Konohagakure no Satou. Salah satu dari lima negara besar yang ikut mengambil bagian dalam mewujudkan perdamaian dunia. Damai ? ya, tentu saja. Perang dunia shinobi ke empat telah berakhir. Kini seluruh penduduk dapat hidup tenang tanpa adanya rasa takut seperti dulu. Sebelumnya, meski perang dunia shinobi ke-3 telah berakhir, tetap saja tiap-tiap negara masih saling bermusuhan. Ancaman perang, pencurian jutsu kekei genkai, atau penculikkan warga desa maupun shinobi yang dimanfaatkan lawan untuk memperluas wilayah kekusaan, atau sekedar untuk mendapatkan informasi, mengintai setiap saat.
Dan sekarang semua itu sirna. Tak ada lagi permusuhan. Tak ada lagi dendam. Yang ada hanyalah canda tawa para penerus generasi desa, bermain riang setiap hari tanpa khawatir nyawanya akan terenggut paksa. Para warga desa dapat tersenyum senang. Shinobi-shinobi tingkat jounin, chuunin, maupun genin juga ikut bahagia.
Dan hokage kelima, Senju Tsunade, tidak perlu pusing-pusing lagi mengkhawatirkan para bawahannya saat ia kirim keluar desa untuk menjalani misi. Karena semuanya sudah aman sekarang.
Saat ini Konoha masih di pimpin oleh hokage kelima, Senju Tsunade. Seharusnya kunoichi sannin legendaris itu sudah pensiun, mengingat calon hokage berikutnya sudah di tentukan dan di setujui oleh semua petinggi desa. Akan tetapi, Daimyo, sang pemimpin tertinggi pemegang kekuasan berkata bahwa Tsunade masih harus menjabat setidaknya satu atau dua tahun lagi.
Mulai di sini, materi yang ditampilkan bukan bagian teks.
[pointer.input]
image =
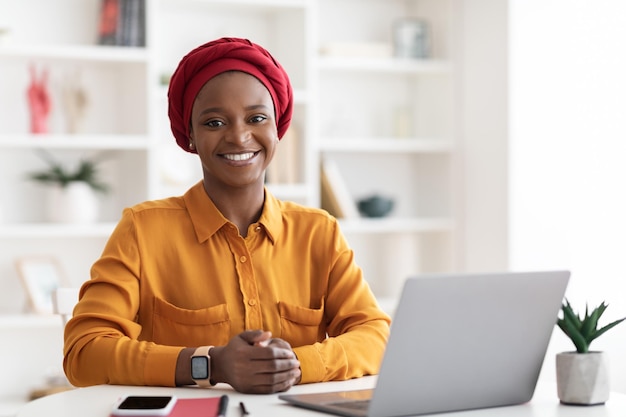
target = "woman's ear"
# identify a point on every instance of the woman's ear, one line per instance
(191, 144)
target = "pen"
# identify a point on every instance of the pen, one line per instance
(244, 410)
(221, 411)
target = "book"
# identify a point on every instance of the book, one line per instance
(336, 198)
(122, 23)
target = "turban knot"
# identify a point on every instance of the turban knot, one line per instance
(214, 58)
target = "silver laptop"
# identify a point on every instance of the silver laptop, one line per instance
(458, 342)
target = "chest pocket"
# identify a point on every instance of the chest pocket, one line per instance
(301, 326)
(175, 326)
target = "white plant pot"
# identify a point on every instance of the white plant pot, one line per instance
(75, 203)
(582, 378)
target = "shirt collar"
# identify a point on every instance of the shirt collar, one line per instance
(207, 219)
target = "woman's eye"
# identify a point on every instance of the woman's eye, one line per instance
(213, 123)
(257, 119)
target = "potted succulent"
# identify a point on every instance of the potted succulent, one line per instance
(582, 376)
(71, 196)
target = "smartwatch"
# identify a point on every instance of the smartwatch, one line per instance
(201, 366)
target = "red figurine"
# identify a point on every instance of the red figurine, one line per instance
(38, 101)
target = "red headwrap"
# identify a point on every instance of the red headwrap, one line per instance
(216, 57)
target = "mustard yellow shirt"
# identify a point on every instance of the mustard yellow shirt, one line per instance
(176, 273)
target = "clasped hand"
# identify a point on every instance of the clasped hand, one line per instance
(255, 363)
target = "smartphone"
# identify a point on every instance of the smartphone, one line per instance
(140, 405)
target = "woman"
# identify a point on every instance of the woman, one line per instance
(226, 283)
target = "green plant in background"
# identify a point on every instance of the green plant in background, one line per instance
(583, 330)
(57, 174)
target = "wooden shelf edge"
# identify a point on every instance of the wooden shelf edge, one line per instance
(81, 53)
(396, 225)
(67, 141)
(52, 230)
(363, 145)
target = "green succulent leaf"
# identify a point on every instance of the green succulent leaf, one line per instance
(57, 174)
(582, 330)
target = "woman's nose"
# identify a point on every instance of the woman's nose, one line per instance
(239, 133)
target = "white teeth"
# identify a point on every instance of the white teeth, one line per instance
(239, 156)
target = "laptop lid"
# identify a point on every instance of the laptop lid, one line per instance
(462, 342)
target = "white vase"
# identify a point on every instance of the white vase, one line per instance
(75, 203)
(582, 378)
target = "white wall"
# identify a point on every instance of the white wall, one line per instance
(484, 110)
(568, 155)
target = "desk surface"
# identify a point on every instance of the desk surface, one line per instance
(97, 402)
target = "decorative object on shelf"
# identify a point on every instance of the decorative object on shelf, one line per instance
(411, 38)
(122, 23)
(582, 376)
(40, 275)
(75, 103)
(39, 102)
(336, 198)
(71, 196)
(375, 206)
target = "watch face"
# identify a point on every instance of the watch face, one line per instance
(200, 367)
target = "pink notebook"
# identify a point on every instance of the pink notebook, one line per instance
(196, 407)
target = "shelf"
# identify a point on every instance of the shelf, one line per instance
(80, 53)
(386, 65)
(59, 141)
(50, 230)
(391, 145)
(27, 321)
(396, 225)
(238, 4)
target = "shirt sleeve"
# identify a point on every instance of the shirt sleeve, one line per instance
(357, 330)
(101, 345)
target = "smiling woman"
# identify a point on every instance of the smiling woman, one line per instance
(226, 283)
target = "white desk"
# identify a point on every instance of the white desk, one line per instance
(97, 402)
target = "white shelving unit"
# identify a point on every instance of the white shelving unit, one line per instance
(390, 125)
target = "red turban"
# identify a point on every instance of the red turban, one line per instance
(216, 57)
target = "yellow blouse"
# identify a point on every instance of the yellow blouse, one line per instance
(176, 273)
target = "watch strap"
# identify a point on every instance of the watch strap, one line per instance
(203, 351)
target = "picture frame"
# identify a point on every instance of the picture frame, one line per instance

Ia mesti membenahi segala sesuatunya setelah perang berakhir. Menggarap tumpukan berkas yang ―ia rasa ―semakin hari semakin berlipat ganda, bahkan tidak berkurang sedikit pun. Pengurusan kerja sama antar negara ternyata juga tidak sesederhana yang ia kira.
Lagi, ia harus mempersiapkan Hatake Kakashi, calon hogake berikutnya, agar dapat memimpin desa dengan baik. Yang sebenarnya sangat tidak perlu dilakukan, karena setiap orang tahu bagaimana kemampuan seorang Kakashi.
Kini Tsunade tengah berkutat dengan tumpukan file di mejanya, di temani tangan kanannya yang setia, Shizune. Jam makan siang hampir tiba, tapi baik Tsunade maupun Shizune sama sekali tidak berniat meninggalkan ruang kerjanya barang semenit. Kertas-kertas itu sudah cukup membuat mereka kenyang, mual bahkan. Hokage bersurai pirang itu memijat pelipisnya. Kepalanya berdenyut, ia benar-benar muak dengan kertas-kertas itu. Kami-sama .. kapan lembaran-lembaran menyebalkan ini akan menipis ?
Shizune yang melihat penderitaan Tsunade hanya bisa tersenyum miris. Tak lama kemudian, ia melihat burung pengantar pesan terbang mendekati jendela hokage. Segera ia hampiri jendela besar itu dan membukanya dengan sigap, namun hati-hati. Tak ingin membuat burung tadi terbang ketakutan atau malah terjepit sisi jendela. Gadis itu mengambil gulungan surat yang tersimpan rapi dalam kotak, yang diikat pada kaki kiri burung tersebut. Melihat sekilas, ia menyerahkan surat penting itu pada Tsunade.
“Dari Iwagakure. Kelihatannya penting. Walau tidak terdapat banyak segel rumit untuk membukanya.” Shizune tersenyum mencoba cairkan suasana suram di sana.
Tsunade mengangguk, kemudian membuat segel untuk membuka surat itu. Namun setelah ia membacanya―
BRAKKKK
―suasana suram berganti horor.
“CEPAT PANGGIL KAKASHI DAN RAIDOU! SEKARANG!”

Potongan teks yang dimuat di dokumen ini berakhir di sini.